It's taken three years since that realization, but with his new album 'FABLES,' out August 28 via Thirty Tigers, Ramirez takes strides towards that personal growth both as a musician and as a man.
"I hit a dry spell for a couple of years after my last album. It was frustrating. I went into the studio two years ago planning to do a whole record, and it just wasn't coming together. So I scrapped the whole thing and took some time away from it," he says. "It felt forced. I don't want to just put more noise into the world. I want to put something out there that means something to me. And if it doesn't, then I don't release it. Therefore, I haven't had a new record in three years. I know that can be frustrating for people on my business team. But I don't want to put it out there if I can't stand behind it."

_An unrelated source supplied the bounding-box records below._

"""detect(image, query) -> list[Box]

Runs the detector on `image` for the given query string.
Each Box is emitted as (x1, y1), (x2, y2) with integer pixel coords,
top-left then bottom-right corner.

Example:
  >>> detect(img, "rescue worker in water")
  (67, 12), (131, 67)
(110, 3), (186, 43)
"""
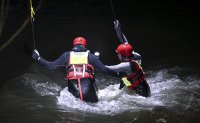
(32, 37), (118, 102)
(106, 43), (151, 97)
(107, 20), (151, 97)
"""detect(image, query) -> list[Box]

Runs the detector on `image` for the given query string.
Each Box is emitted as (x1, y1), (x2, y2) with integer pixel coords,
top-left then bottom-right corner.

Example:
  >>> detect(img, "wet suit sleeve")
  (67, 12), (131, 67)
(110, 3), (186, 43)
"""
(106, 62), (131, 72)
(89, 53), (118, 77)
(38, 52), (69, 70)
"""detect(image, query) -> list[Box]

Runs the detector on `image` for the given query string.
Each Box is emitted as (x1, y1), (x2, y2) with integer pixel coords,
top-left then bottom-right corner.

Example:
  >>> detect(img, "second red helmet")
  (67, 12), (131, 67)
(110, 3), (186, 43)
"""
(116, 43), (133, 57)
(73, 37), (87, 46)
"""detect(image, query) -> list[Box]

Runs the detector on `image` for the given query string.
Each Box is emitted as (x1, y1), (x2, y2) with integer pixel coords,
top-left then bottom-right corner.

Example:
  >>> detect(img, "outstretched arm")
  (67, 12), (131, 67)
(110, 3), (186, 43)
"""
(106, 62), (130, 72)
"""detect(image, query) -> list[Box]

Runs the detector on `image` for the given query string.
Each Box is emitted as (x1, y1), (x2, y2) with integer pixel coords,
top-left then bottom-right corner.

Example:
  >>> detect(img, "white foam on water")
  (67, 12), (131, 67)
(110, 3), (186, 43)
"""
(22, 69), (200, 115)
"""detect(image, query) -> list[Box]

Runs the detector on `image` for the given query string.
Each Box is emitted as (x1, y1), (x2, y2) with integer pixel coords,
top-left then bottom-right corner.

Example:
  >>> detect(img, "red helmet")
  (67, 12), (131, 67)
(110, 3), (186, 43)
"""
(73, 37), (87, 46)
(116, 43), (133, 57)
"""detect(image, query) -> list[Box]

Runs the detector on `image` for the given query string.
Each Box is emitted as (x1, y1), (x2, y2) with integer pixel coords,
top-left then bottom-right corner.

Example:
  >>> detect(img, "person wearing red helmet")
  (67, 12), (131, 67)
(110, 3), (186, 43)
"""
(107, 43), (150, 97)
(106, 20), (151, 97)
(32, 37), (118, 102)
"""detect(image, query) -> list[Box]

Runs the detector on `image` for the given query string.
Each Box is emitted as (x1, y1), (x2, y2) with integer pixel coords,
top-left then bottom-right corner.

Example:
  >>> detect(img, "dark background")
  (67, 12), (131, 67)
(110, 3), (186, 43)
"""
(0, 0), (200, 83)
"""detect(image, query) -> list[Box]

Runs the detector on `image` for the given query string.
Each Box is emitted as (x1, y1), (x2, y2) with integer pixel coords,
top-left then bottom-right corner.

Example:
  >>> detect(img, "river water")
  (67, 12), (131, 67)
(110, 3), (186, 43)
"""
(0, 67), (200, 123)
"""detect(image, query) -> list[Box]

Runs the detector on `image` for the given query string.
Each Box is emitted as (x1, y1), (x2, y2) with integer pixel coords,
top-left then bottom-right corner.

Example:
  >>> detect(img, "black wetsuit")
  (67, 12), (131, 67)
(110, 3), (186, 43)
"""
(38, 52), (118, 102)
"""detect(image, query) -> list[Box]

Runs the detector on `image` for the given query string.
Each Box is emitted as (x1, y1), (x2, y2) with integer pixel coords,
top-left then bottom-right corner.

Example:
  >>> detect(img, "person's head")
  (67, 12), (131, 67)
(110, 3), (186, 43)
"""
(73, 37), (87, 47)
(116, 43), (133, 61)
(72, 37), (87, 52)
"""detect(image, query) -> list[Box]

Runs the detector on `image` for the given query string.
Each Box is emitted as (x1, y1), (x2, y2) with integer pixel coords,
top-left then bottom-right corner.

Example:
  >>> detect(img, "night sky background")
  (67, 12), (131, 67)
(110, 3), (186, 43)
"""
(0, 0), (200, 83)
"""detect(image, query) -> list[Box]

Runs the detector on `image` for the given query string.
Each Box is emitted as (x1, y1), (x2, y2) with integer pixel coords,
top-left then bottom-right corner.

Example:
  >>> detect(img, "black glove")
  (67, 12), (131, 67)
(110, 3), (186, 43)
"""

The delay, it turns out, was for the best. "My focus wasn't really on my music at that point," he explains. "I was at a point in my relationship with my girlfriend where things were getting serious. The closer we got, the more I realized that I needed to be honest with myself and with her about where my life was heading. If I want to be in a meaningful relationship with someone, I have to be honest in everything I do."
The album's title, 'FABLES,' was inspired by the first single, "Harder to Lie," which captures the moment Ramirez realized, as he puts it, "I couldn't bullsh*t with her anymore. She knew me completely. It got me thinking about how much I bullsh*t in my life - exaggerating stories, faking a smile, or whatever. Just telling fables. When you don't know who you really are you can end up hurting people."
That newfound maturity and clarity translated into his approach in the studio, as Ramirez traveled to Seattle to work with his friend Noah Gundersen, who produced the album. "My previous albums were a bit less personal. I always went in with a certain idea of what I wanted them to turn out like. I had never just walked in and said 'let's just see what happens.' And that's what we did this time. From the writing to the recording, it was just based on instincts."
In a world full of singer-songwriters hawking their stories, Ramirez has managed to stand out from the noise, developing a fiercely loyal following of fans who are drawn to his intimately personal songwriting. "When someone buys a record of mine, they're getting my life. They are essentially memoirs. They're going to know a little bit more about who I am."
'FABLES' is a sparse, poignant set of songs crafted around Ramirez' starkly beautiful baritone, which the New York Times once described as full of "haggard loneliness." NPR Music praised his knack for writing "dark, wrenching tales that are immediately identifiable to those who've loved and lost," while Paste described his "brutally honest" lyrics as "almost alarmingly descriptive."
After years on the road touring as an opening act for artists like Noah Gundersen, Gregory Alan Isakov, Shakey Graves and Joe Pug, Ramirez is excited to finally embark on his own tour. "Fans have been paying high-dollar tickets to watch me open for other bands, and I'm very thankful for it. I've also had the chance to see how other songwriters I respect work on a professional level. I've learned a lot and been challenged a lot. It's like I've been going to school. I've been taking notes. And now I think I'm ready for the job. I'm really excited to finally go out with a band and do my own full set. It will be more fun and energetic."
As he has learned to open himself up to other people in his personal relationships and in the studio, Ramirez has also been focused on putting together a full-time band and letting other musicians become involved in the creative process. "I'm trying to build a family of people who create together, not just a backing band," he says. "For the past five years traveling, I get off stage and I have no one to share it with. I've been lucky enough to ride along with some of the bands I've opened for. I watch them get ready for their set and have that sense of collaboration, and I'll just be in the alley smoking a cigarette by myself. I've always had a little envy for that. I'm like every kid that grew up playing in a garage. I want a band. No one has dreams of playing the world alone."